Para algunos representantes del mundo protestante en Estados Unidos, los ataques terroristas fueron un castigo de Dios, una señal de los últimos tiempos. Los resultados de esta tragedia se han circunscrito no  sólo en atemorizar a la población civil sino en la búsqueda de apoyo político y  re-encauzarlo hacia una causa mítico-apocalíptica generando fervor y  entusiasmo.[13]  El contexto marcado por alta dosis de milenarismo, significó una ventana de oportunidad para que los sectores de la derecha cristiana conservadora reaparecieran en la escena política. Falwell y Robertson aprovecharon la tragedia para reocupar el espacio mediático. Los círculos cristianos fundamentalistas desarrollaron una teología de Armagedón[14], que hablaba de una lucha atómica final entre el reino de Dios y el reino del mal.

La predicación del oficio religioso en honor de los caídos el 11 de septiembre fue encargada al reverendo Billy Graham, que hizo un llamamiento al arrepentimiento de Estados Unidos. Dijo que si Estados Unidos quería volver a vivir bajo la protección del Dios "de Israel", tenía que arrepentirse de sus pecados y seguir defendiendo el derecho del Estado de Israel a existir[15], manifestando: “Hemos pecado contra el Dios Todopoderoso (…) te hemos escupido en tu propia cara. La Suprema Corte te ha insultado una y otra vez. Señor, han expulsado tu Palabra de las escuelas. En las escuelas del Estado han prohibido que los niños puedan levantar una plegaria antes de hacer un examen. Han expulsado todo lo que tiene que ver contigo de la mejor forma que han podido y varias organizaciones han venido a las cortes a solicitar que se prohíba el conocimiento de Dios en la arena pública de Estados Unidos. ¡Perdónanos!”.

En la misma ceremonia, Jerry Falwell mencionó: “Yo creo que los paganos, los abortistas, los feministas, los homosexuales y lesbianas, quienes están activamente tratando de hacer de sus prácticas un estilo de vida alternativo, además de la gente de la Unión de Libertades Civiles de América (ACLU), la gente de People For the American Way, y todos aquellos que han tratado de secularizar a Estados Unidos, yo los señalo a la cara y les digo que ellos han ayudado a que todo esto [los atentados del 11 de septiembre] suceda(…).

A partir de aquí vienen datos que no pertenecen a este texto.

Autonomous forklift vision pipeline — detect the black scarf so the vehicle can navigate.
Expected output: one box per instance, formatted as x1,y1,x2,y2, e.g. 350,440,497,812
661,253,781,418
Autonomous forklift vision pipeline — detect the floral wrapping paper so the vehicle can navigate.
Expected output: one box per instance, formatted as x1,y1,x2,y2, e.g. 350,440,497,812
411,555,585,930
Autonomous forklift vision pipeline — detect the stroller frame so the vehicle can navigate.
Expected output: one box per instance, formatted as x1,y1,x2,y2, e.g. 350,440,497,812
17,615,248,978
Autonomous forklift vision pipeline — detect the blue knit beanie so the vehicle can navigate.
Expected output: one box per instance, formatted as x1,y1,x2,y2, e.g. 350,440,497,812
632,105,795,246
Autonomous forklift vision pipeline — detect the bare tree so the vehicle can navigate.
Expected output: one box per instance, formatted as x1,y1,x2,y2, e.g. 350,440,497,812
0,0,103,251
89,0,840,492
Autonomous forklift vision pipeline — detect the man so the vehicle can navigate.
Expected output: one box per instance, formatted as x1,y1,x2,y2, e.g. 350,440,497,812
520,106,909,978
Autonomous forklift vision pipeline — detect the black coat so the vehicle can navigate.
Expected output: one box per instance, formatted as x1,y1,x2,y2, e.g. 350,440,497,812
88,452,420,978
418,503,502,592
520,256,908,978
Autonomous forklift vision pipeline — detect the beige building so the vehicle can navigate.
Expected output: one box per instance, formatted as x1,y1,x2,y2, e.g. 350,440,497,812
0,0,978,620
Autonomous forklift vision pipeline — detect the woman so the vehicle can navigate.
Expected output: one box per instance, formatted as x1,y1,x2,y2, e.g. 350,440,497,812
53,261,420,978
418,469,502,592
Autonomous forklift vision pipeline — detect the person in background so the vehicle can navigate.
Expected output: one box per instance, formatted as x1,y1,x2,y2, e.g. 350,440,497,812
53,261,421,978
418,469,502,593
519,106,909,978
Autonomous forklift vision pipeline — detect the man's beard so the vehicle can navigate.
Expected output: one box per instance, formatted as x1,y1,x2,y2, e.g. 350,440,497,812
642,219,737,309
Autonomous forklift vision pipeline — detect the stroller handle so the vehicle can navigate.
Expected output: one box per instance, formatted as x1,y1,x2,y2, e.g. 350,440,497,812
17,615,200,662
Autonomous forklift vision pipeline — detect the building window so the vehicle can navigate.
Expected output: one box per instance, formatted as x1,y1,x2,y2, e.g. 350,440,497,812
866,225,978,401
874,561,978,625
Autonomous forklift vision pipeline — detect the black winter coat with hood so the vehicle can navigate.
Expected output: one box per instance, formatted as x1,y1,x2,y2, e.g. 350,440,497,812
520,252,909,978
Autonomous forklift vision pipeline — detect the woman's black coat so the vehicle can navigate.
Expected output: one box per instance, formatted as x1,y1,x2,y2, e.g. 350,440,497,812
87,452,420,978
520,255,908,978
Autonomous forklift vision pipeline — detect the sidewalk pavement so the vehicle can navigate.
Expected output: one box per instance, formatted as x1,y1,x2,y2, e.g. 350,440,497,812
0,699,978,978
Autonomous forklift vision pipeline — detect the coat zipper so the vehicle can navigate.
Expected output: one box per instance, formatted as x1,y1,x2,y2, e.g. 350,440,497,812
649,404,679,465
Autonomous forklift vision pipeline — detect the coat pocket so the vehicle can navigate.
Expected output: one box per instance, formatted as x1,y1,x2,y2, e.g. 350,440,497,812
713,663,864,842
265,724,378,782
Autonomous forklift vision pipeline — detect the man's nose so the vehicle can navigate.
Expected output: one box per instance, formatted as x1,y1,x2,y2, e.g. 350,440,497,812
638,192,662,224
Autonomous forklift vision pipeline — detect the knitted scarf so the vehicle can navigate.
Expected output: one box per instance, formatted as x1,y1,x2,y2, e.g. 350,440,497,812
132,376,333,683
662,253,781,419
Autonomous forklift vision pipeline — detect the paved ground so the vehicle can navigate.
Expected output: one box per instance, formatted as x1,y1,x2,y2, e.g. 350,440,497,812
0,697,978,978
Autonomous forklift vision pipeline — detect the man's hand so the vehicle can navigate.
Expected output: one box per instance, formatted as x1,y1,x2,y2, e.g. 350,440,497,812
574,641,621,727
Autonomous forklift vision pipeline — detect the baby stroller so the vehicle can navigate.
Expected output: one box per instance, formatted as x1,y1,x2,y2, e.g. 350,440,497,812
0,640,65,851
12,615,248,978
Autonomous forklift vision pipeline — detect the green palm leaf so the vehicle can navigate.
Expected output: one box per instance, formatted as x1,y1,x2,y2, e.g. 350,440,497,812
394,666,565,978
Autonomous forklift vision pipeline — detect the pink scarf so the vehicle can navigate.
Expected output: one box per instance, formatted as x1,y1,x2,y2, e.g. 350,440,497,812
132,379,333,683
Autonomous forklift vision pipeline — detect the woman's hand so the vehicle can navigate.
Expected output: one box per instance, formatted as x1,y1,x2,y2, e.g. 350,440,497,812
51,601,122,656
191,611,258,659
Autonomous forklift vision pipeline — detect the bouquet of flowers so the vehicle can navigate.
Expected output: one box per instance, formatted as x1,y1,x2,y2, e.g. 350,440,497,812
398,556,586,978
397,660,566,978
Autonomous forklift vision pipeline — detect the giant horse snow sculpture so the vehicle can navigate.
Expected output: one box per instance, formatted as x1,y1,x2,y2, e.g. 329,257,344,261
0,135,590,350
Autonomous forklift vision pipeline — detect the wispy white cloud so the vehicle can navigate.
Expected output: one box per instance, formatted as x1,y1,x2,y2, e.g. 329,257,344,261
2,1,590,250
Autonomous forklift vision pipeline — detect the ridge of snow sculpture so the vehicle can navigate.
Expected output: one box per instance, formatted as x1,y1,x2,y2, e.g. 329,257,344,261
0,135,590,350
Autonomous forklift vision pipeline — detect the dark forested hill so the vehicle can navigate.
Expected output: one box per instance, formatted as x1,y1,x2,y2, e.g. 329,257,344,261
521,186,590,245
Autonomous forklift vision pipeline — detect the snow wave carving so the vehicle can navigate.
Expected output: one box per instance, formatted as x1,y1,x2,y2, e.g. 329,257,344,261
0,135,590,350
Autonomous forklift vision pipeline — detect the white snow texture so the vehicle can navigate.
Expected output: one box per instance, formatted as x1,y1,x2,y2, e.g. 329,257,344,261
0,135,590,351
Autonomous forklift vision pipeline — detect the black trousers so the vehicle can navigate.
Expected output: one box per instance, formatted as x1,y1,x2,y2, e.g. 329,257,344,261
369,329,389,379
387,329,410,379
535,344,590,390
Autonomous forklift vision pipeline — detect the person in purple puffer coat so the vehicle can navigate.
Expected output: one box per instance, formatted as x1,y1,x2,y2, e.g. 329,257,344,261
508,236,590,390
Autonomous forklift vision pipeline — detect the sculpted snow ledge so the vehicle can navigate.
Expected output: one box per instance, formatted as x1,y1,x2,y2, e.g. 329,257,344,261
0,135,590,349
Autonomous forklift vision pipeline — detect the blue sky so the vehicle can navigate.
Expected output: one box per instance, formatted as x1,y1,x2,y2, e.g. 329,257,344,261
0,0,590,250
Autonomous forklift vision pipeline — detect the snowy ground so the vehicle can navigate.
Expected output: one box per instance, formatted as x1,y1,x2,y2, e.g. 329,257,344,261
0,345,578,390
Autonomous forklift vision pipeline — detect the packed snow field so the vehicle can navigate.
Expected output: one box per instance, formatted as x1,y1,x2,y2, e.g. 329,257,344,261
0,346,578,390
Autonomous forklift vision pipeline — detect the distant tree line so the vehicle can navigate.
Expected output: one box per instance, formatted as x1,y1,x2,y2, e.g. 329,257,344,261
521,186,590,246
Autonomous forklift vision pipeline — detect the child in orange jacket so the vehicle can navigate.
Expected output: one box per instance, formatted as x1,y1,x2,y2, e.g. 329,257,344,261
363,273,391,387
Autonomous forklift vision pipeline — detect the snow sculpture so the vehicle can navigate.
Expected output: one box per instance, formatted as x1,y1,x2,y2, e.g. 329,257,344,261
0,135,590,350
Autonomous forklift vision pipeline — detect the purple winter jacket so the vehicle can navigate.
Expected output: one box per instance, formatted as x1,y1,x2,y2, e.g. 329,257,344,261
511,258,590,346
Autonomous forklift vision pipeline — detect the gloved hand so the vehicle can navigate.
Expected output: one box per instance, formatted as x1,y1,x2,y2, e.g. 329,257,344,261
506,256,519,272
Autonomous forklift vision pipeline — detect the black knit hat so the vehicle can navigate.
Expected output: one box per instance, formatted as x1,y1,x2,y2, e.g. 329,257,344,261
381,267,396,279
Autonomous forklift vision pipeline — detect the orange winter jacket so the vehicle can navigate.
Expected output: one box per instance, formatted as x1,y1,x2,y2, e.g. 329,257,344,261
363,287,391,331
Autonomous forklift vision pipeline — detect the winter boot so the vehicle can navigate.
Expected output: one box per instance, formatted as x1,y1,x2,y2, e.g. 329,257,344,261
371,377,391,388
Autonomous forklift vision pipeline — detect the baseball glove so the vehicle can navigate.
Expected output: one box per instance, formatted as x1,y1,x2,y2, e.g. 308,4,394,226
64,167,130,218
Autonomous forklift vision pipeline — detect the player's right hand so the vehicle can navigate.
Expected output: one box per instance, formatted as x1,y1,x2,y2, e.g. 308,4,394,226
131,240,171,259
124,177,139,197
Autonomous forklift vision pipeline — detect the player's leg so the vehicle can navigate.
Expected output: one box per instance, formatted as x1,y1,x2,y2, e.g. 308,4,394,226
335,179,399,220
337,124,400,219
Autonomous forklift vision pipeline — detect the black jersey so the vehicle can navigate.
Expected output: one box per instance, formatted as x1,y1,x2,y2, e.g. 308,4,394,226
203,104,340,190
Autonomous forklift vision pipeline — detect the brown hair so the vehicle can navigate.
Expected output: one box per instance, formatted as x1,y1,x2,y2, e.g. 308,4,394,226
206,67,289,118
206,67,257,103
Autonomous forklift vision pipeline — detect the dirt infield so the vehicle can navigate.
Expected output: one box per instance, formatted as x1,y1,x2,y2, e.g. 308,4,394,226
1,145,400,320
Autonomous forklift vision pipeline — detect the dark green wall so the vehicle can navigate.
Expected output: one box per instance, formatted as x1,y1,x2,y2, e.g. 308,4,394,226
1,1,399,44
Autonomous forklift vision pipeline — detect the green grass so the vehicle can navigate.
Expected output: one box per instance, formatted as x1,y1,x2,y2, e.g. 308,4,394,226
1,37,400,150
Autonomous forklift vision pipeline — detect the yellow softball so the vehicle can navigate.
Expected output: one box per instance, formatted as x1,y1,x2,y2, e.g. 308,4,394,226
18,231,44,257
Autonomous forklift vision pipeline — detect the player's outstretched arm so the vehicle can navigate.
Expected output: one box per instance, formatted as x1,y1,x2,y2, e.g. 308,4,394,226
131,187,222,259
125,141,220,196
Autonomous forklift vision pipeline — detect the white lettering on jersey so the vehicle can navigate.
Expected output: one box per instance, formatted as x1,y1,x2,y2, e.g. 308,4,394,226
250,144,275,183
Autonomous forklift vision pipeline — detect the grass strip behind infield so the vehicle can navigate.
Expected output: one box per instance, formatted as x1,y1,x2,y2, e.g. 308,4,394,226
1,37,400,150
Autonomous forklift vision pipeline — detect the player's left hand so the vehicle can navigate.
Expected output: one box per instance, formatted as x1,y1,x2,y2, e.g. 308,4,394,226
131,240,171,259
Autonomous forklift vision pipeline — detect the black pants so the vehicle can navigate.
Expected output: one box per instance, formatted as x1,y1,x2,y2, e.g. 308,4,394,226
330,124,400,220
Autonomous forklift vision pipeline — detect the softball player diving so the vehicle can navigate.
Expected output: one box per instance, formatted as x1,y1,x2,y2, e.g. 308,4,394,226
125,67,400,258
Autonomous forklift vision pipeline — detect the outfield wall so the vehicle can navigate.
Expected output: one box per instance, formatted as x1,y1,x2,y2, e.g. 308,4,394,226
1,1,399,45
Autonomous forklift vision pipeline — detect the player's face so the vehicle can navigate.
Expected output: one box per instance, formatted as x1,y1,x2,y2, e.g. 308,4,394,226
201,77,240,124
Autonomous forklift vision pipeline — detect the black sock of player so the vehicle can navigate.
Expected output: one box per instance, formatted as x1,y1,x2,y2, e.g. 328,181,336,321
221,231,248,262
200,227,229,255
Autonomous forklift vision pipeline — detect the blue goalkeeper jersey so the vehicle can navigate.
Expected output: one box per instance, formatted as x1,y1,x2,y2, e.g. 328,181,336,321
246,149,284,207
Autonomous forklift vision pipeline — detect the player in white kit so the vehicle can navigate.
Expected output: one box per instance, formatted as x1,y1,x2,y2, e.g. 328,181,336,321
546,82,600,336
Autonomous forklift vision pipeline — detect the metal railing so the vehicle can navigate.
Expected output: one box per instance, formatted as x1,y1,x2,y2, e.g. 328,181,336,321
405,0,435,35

Las explicaciones y creencias en términos apocalípticos no es algo nuevo en ese país. Para la guerra civil (1861-1865) los estadounidenses del norte creían que el conflicto purificaría a la nación; los soldados cantaban “la gloria del advenimiento del Señor”[16]. Los predicadores hablaban de un inminente apocalipsis, de una  batalla entre la luz y la oscuridad, entre la libertad y la esclavitud. Preveían un nuevo designio divino y un nuevo hombre que surgiría, como un ave fénix.[17]

Aunque Estados Unidos sostiene la separación de la religión y la política, ningún presidente se ha declarado indiferente a la religión. Más del 90% de norteamericanos afirma creer en Dios, un 82% cree en la vida eterna, el cumplimiento dominical es de un 60%, y otro 60% dice que cada día reza. Aproximadamente un 60% de la población se declara protestante, un 25% católica, y el resto de otras confesiones.[18] George W. Bush, llega a la presidencia por un amplio apoyo de la derecha cristiana. Bush, al igual que Carter son "cristianos renacidos". Antes de llegar a la presidencia, Bush le manifestó al predicador Robinson en 1998: “He oído una llamada. Sé que Dios quiere que me presente a las elecciones presidenciales”[19].

El 11-S marco una redefinición de la política exterior y de seguridad de Estados Unidos. A partir de estos acontecimientos se fue construyendo la imagen de nuevos enemigos y amenazas, así como nuevas alianzas. “La construcción del enemigo ha sido vital para la formulación de la política exterior de los EE.UU. durante buena parte del siglo XX, y ha sido una construcción fundamental para que EE.UU. tuviera una política consistente. Cuando careció de enemigos, se dispersó y tuvo políticas erráticas”[20].  Por lo que el terrorismo con rostro de islamismo fundamentalista se convirtió  en el nuevo  enemigo. Esa construcción fue tomando forma a través de los discursos del presidente Bush y las estrategias y documentos de política, en los cuales se incorporaron elementos teológicos, referencia a Dios, al papel mesiánico y excepcional del “pueblo elegido”.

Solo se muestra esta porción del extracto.